To ensure a more reliable delay analysis results, it is important to use resource-loaded and levelled baseline programmes, as such programmes provide for reliable task duration, network logic, and realistic float values in non-critical activities. Without taking such programming requirements into account in the analysis, the baseline programme would not adequately reflect the plan of work as dictated by the true intent of resource usage in practice, thereby leading to results that are not accurate and trustworthy. Although taking account of resource loading ensures reliable analyses and results thereby contributing to successful claims resolution, there is very little research done on how this consideration can best be incorporated in DATs. This limitation thus calls for the need for further research studies in this area.

Resolving concurrent delays is still considered one of the most difficult issues to address, partly because existing DATs do not take them into account in the analyses. The best approach to handling this challenge is for the analyst to employ dynamic multiple time periods or windows, so as to be able to trace changes in the critical path. Using different time intervals would however produce different results as the extent and type of concurrency are bound to yield difference situations and effect. It is therefore important for disputing parties to agree on the most appropriate time interval to be used for the analysis, either based on status dates or the occurrence of key/milestone project events.
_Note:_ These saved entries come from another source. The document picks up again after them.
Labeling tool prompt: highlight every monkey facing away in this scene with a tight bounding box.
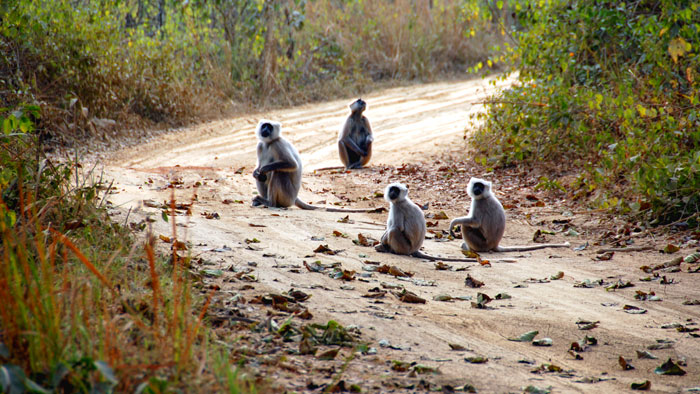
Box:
[449,177,570,252]
[338,99,373,169]
[375,183,475,262]
[252,120,379,213]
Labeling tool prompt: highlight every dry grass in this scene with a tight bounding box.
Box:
[0,141,247,391]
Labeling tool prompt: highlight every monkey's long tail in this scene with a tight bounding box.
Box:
[411,251,477,262]
[294,198,384,213]
[494,242,570,252]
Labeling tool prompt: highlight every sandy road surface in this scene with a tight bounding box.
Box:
[103,75,700,392]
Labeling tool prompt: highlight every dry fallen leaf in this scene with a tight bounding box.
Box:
[619,356,635,370]
[393,289,426,304]
[314,244,337,255]
[354,233,379,247]
[377,265,414,278]
[464,274,484,288]
[595,251,614,261]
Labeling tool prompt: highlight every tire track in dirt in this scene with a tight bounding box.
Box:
[103,75,700,393]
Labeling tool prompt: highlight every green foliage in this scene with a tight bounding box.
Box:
[472,0,700,225]
[1,0,498,143]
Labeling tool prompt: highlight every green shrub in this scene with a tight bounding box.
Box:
[472,0,700,225]
[1,0,499,143]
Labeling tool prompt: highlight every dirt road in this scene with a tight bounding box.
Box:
[103,75,700,393]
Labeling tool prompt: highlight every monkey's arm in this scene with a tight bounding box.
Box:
[449,216,480,237]
[259,161,297,173]
[363,117,374,143]
[340,136,368,156]
[253,143,266,181]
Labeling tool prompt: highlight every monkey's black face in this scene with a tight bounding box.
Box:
[471,182,485,196]
[388,185,401,201]
[260,122,273,138]
[350,99,366,113]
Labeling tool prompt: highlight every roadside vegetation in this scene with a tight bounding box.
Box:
[0,108,260,392]
[472,1,700,227]
[1,0,497,145]
[1,0,502,392]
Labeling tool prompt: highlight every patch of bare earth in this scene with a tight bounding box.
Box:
[101,75,700,393]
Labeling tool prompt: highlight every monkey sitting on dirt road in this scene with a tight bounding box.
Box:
[449,177,570,252]
[252,120,379,213]
[338,99,373,169]
[375,183,475,262]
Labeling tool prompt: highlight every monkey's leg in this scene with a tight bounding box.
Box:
[358,140,372,167]
[374,231,392,253]
[460,227,490,253]
[268,172,297,208]
[384,228,414,255]
[339,139,364,169]
[338,141,351,168]
[252,178,270,207]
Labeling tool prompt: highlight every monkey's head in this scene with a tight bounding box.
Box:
[385,182,408,203]
[467,177,492,200]
[349,99,366,114]
[256,119,282,143]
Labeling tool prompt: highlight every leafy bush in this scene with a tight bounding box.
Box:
[1,0,499,144]
[471,0,700,225]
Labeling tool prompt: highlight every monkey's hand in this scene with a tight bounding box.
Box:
[253,168,267,182]
[448,220,458,238]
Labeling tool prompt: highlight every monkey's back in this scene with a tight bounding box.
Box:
[397,200,426,254]
[266,137,303,207]
[476,196,505,250]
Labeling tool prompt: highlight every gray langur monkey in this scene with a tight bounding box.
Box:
[252,120,379,213]
[375,183,476,262]
[338,99,373,169]
[449,177,570,252]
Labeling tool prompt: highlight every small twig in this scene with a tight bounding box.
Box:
[357,220,386,227]
[313,166,346,172]
[123,206,132,227]
[98,179,114,208]
[596,246,654,253]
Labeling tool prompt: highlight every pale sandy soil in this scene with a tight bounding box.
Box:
[101,75,700,393]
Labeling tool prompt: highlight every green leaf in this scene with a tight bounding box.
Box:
[0,364,26,394]
[668,37,691,62]
[161,210,169,222]
[94,361,117,385]
[508,330,538,342]
[24,378,50,394]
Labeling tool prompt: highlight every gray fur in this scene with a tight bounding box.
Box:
[338,99,373,169]
[449,177,570,252]
[376,183,476,262]
[252,120,302,208]
[252,119,380,213]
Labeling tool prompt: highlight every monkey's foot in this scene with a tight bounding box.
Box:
[347,162,363,170]
[460,242,470,251]
[251,196,266,207]
[374,244,391,253]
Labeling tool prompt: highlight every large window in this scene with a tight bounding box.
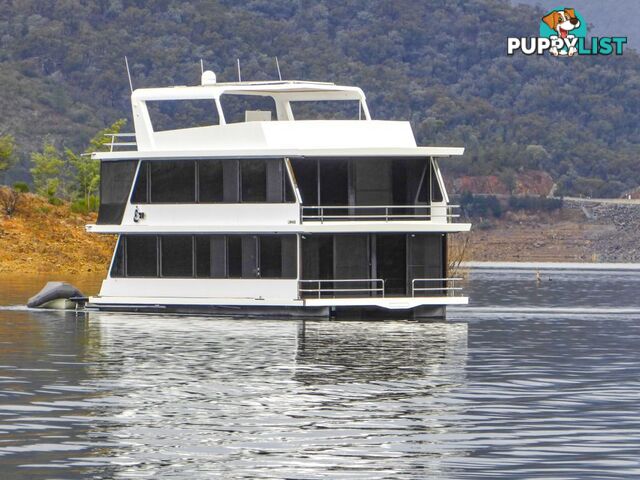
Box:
[130,159,294,204]
[150,161,195,203]
[260,236,282,278]
[112,234,297,279]
[241,160,267,202]
[227,236,242,278]
[161,236,193,277]
[198,160,224,203]
[126,235,158,277]
[97,160,138,225]
[290,157,445,207]
[195,236,211,278]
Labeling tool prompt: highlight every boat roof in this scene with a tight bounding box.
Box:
[131,80,366,101]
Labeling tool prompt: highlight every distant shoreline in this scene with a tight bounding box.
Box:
[464,261,640,271]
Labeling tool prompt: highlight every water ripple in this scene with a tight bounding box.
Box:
[1,271,640,478]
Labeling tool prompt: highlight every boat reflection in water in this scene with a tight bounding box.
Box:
[1,309,470,478]
[295,320,468,385]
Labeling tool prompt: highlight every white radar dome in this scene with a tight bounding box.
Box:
[201,70,217,85]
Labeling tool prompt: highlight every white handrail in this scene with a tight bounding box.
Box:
[104,133,137,152]
[411,278,463,297]
[299,278,385,299]
[301,205,460,223]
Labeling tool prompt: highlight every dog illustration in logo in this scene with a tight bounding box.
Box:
[542,8,580,56]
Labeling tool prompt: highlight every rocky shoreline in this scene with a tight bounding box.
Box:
[467,200,640,263]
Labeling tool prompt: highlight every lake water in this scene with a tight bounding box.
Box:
[1,267,640,479]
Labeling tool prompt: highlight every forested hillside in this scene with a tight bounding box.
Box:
[0,0,639,197]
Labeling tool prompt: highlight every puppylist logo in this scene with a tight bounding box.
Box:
[508,7,627,57]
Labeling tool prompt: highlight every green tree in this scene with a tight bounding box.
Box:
[0,134,16,183]
[31,142,65,198]
[67,119,127,209]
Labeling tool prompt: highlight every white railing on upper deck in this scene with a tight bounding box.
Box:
[300,205,460,223]
[104,133,137,152]
[411,278,464,297]
[299,279,385,299]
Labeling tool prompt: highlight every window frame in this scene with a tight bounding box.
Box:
[129,158,297,205]
[110,234,298,280]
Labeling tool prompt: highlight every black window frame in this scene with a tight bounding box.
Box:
[160,235,195,278]
[111,234,298,279]
[129,158,296,205]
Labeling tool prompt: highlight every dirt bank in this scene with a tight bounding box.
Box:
[463,200,640,263]
[0,193,115,275]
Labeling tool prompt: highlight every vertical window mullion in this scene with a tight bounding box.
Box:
[157,236,162,278]
[195,161,200,203]
[124,235,128,277]
[192,235,196,278]
[257,236,261,278]
[146,162,151,203]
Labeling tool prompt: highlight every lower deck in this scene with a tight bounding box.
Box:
[91,232,466,315]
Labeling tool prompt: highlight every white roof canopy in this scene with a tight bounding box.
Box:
[131,80,366,102]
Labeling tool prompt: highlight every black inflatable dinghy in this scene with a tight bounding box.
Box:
[28,282,86,309]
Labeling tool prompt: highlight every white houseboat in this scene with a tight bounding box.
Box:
[85,73,471,318]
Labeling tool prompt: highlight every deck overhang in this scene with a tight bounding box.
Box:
[85,222,472,234]
[93,146,465,161]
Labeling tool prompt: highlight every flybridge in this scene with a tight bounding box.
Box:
[128,72,380,151]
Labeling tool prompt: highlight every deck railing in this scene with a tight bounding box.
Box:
[299,279,385,299]
[411,278,464,297]
[104,133,137,152]
[301,205,460,223]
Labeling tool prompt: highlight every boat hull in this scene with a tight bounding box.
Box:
[85,298,465,319]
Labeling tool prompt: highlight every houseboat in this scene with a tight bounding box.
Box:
[85,72,471,318]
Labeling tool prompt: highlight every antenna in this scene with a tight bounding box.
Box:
[200,58,204,75]
[124,56,133,93]
[275,56,282,81]
[237,58,242,82]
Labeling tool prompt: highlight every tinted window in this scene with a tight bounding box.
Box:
[284,166,296,202]
[150,161,195,203]
[126,235,158,277]
[198,160,224,202]
[260,236,282,278]
[131,161,149,203]
[228,236,242,278]
[97,160,138,224]
[161,236,193,277]
[195,236,211,278]
[110,236,125,277]
[290,158,318,204]
[241,160,267,202]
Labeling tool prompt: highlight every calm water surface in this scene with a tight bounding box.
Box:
[1,268,640,479]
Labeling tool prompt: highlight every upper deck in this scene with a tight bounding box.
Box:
[98,78,446,156]
[88,77,469,234]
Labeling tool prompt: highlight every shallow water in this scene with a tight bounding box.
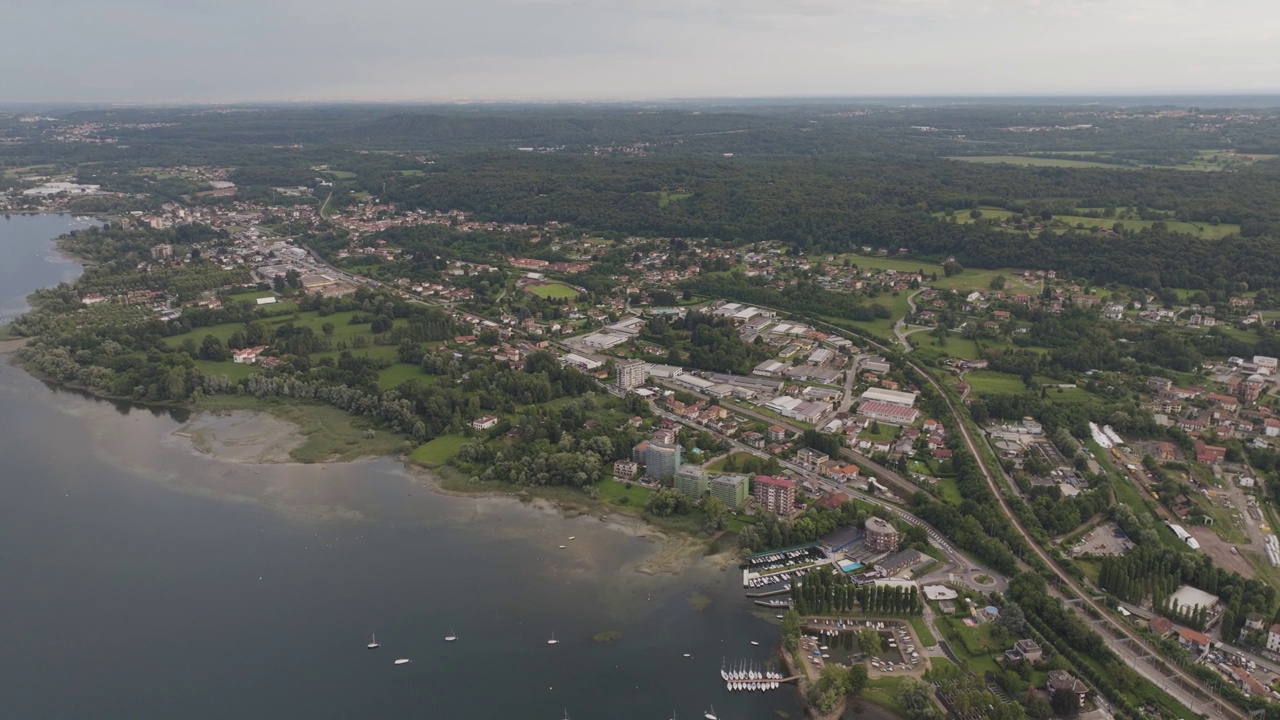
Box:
[0,215,804,719]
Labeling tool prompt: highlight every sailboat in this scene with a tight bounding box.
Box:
[445,628,458,642]
[704,705,718,720]
[366,633,380,649]
[547,633,560,645]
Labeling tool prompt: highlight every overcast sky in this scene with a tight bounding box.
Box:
[2,0,1278,102]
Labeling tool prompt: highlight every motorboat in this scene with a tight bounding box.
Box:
[394,658,411,665]
[366,633,380,649]
[749,641,759,646]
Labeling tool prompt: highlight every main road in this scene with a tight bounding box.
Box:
[725,301,1244,719]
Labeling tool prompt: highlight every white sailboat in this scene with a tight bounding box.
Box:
[704,705,718,720]
[394,658,411,665]
[445,627,458,642]
[366,633,380,649]
[547,633,560,645]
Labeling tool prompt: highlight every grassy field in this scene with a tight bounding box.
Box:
[934,618,1002,675]
[935,477,963,505]
[194,395,406,462]
[937,205,1240,239]
[704,452,757,472]
[964,370,1028,396]
[164,310,402,350]
[656,191,693,207]
[525,281,581,300]
[325,170,357,179]
[596,477,656,510]
[377,363,432,390]
[908,617,937,647]
[947,155,1126,169]
[409,434,467,466]
[913,336,984,362]
[224,289,280,303]
[193,359,261,380]
[859,676,907,717]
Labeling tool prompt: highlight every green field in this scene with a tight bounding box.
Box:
[908,616,937,647]
[224,289,280,303]
[948,155,1125,169]
[525,281,581,300]
[964,370,1028,396]
[656,191,692,207]
[163,310,401,350]
[704,452,757,472]
[378,363,432,390]
[937,205,1241,240]
[409,434,467,465]
[325,170,357,179]
[596,477,656,509]
[193,359,261,380]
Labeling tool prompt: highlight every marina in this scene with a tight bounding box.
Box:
[718,659,799,693]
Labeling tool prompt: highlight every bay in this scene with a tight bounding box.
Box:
[0,214,803,720]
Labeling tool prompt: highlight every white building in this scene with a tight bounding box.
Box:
[860,388,918,407]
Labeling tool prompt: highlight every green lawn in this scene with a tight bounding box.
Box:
[525,281,581,300]
[947,155,1132,169]
[193,359,261,380]
[223,289,280,304]
[935,477,963,505]
[409,434,468,466]
[860,676,907,716]
[163,310,402,350]
[704,452,757,472]
[596,477,655,509]
[937,205,1240,240]
[377,363,432,390]
[913,336,983,361]
[656,191,692,207]
[964,370,1027,396]
[934,618,1002,675]
[908,616,937,647]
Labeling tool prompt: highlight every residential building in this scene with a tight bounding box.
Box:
[1177,627,1212,656]
[1005,639,1043,664]
[1046,670,1088,707]
[708,474,749,508]
[674,465,708,499]
[645,442,682,480]
[795,447,830,470]
[613,460,639,479]
[632,440,650,464]
[767,425,788,443]
[616,359,648,389]
[864,516,901,552]
[1267,624,1280,653]
[752,475,795,516]
[471,415,499,431]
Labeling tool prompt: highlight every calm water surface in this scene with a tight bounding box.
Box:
[0,215,803,719]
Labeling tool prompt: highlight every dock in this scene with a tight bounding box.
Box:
[745,587,791,599]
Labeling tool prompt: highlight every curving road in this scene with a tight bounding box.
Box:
[726,301,1245,719]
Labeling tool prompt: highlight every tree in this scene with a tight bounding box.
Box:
[989,274,1007,290]
[847,663,868,697]
[199,334,228,361]
[322,322,335,337]
[702,495,729,532]
[969,209,983,220]
[1051,687,1078,716]
[780,610,801,652]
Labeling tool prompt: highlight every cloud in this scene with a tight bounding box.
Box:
[0,0,1277,101]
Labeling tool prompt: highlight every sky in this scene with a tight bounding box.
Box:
[2,0,1278,103]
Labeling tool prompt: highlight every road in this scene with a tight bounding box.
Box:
[726,300,1245,719]
[648,393,1004,592]
[893,290,924,351]
[906,343,1245,719]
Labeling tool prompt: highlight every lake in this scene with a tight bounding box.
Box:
[0,214,804,719]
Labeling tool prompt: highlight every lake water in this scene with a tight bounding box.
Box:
[0,213,93,323]
[0,215,805,720]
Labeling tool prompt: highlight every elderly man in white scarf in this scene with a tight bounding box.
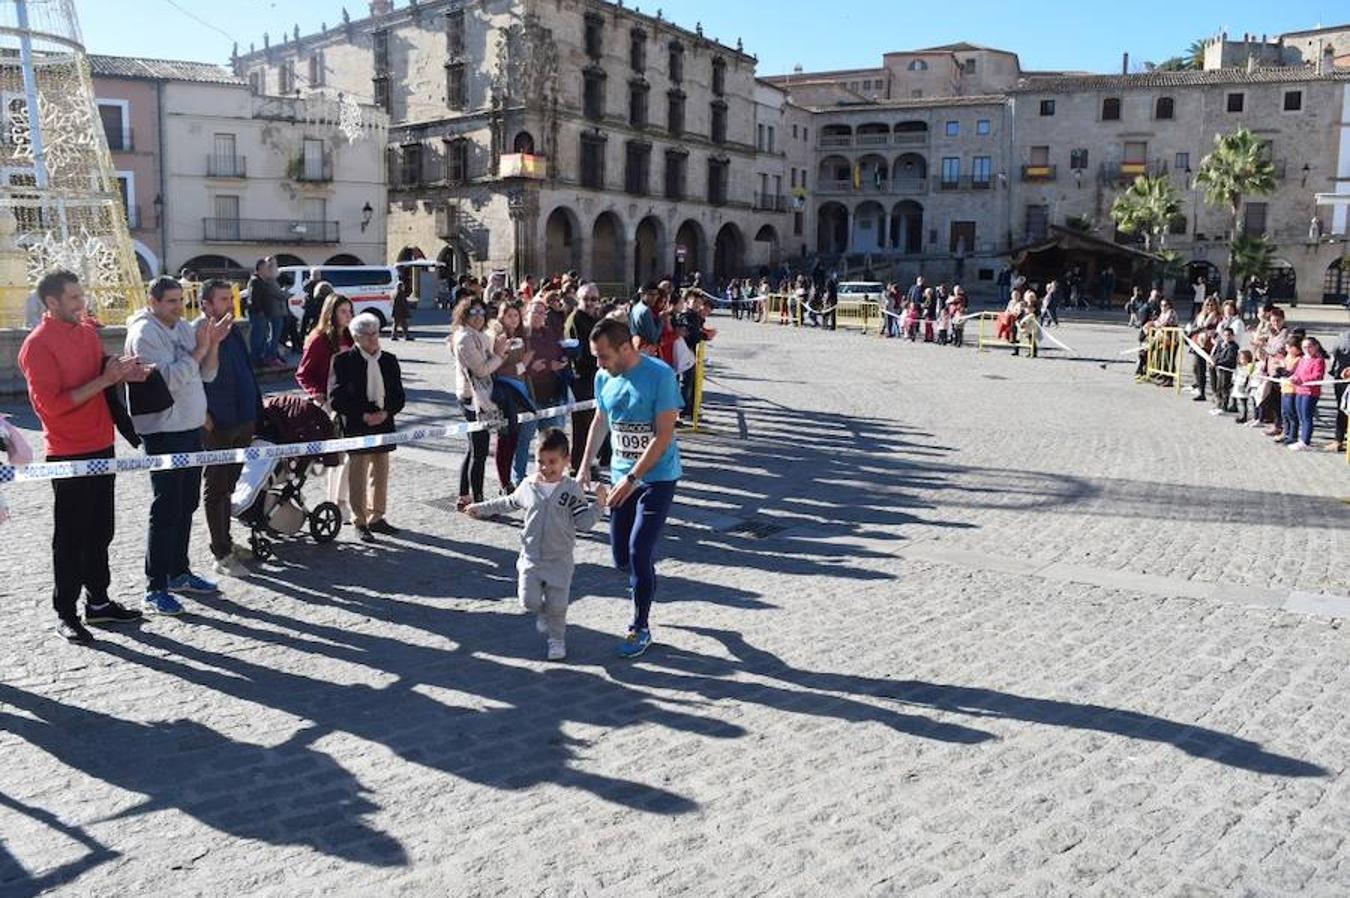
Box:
[331,313,407,542]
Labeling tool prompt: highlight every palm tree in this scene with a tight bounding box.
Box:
[1185,39,1207,70]
[1110,174,1182,252]
[1193,127,1278,294]
[1229,232,1274,288]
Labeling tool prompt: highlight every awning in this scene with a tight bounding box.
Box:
[1001,225,1166,263]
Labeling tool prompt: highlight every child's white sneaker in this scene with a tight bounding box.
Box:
[547,639,567,661]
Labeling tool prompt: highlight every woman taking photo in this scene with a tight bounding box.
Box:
[450,297,508,510]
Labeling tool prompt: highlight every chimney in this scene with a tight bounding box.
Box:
[1122,51,1129,74]
[370,0,393,15]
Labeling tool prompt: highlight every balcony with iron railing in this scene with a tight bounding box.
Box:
[1021,163,1057,182]
[104,128,133,152]
[207,154,247,178]
[1100,159,1168,183]
[818,134,853,149]
[938,175,993,191]
[292,156,334,183]
[203,217,339,244]
[753,192,788,212]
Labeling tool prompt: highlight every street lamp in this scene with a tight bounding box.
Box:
[153,192,163,225]
[360,201,374,232]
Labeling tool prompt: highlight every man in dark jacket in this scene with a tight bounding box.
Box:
[246,256,288,368]
[331,312,406,541]
[198,279,263,578]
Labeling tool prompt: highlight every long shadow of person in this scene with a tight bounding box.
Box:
[0,682,407,877]
[0,790,119,898]
[661,626,1326,778]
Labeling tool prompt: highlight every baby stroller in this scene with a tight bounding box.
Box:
[231,393,343,560]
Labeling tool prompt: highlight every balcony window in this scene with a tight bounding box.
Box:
[707,157,729,205]
[1025,204,1048,241]
[972,156,991,187]
[445,138,468,183]
[583,69,606,121]
[584,13,603,60]
[664,149,687,200]
[446,9,465,56]
[667,90,685,135]
[940,156,960,187]
[1101,97,1120,121]
[279,62,295,95]
[1155,97,1174,120]
[630,29,646,72]
[373,30,390,73]
[711,100,727,145]
[668,42,684,82]
[97,101,130,152]
[400,143,422,186]
[712,58,726,97]
[1243,202,1267,235]
[580,133,606,189]
[446,63,466,110]
[309,53,325,87]
[624,140,650,195]
[629,81,649,129]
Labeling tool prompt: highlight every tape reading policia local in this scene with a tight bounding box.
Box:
[0,400,597,485]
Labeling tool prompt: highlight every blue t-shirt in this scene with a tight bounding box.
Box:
[629,302,662,346]
[595,355,682,483]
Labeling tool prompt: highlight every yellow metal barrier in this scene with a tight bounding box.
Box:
[755,293,793,325]
[831,300,879,334]
[690,340,707,433]
[975,312,1037,356]
[1140,326,1184,395]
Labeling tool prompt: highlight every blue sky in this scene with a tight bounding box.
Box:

Delay pacing strategy is a relatively new defence strategy often argued by both owners and contractors to demonstrate that their delay was not the dominant or controlling delay. Although each party has the right to pace delays, the process is fraught with difficulties similar to those of concurrent delays and float ownership issue. For instance, the latter will determine whether a particular contractor-caused delay could be a potential employer’s defence of concurrent delay or otherwise.

In general, this paper offers valuable insights into the applications of existing DATs, which have important implications for the resolution of construction delay claims and its improvement needs. First, parties involved in such claims should not only be aware of the limitations and capabilities of the techniques, but need to examine the above-highlighted issues as well so as to, as far as possible, take them into account in the analysis. This consideration will hopefully increase the rigour and transparency in the claims analysis, and hence reduce the chances of disputes in the claims settlement. Secondly, the highlighted issues have, however, received very little awareness and research attention thus far, as evidenced by delay analysis literature. Future research thus needs to focus more on these relatively overlooked issues, in order to extend the limited knowledge and understanding that exist about them such as how best they can be addressed appropriately in delay analysis.

Whilst the case study used was based on a hypothetical project, the proposed claims scenarios largely reflect that of a typical construction delay claims settings, both in relevance and context. However, to strengthen this study, it is recommended that a similar study be undertaken in the future based on real-life project data to validate the case study findings.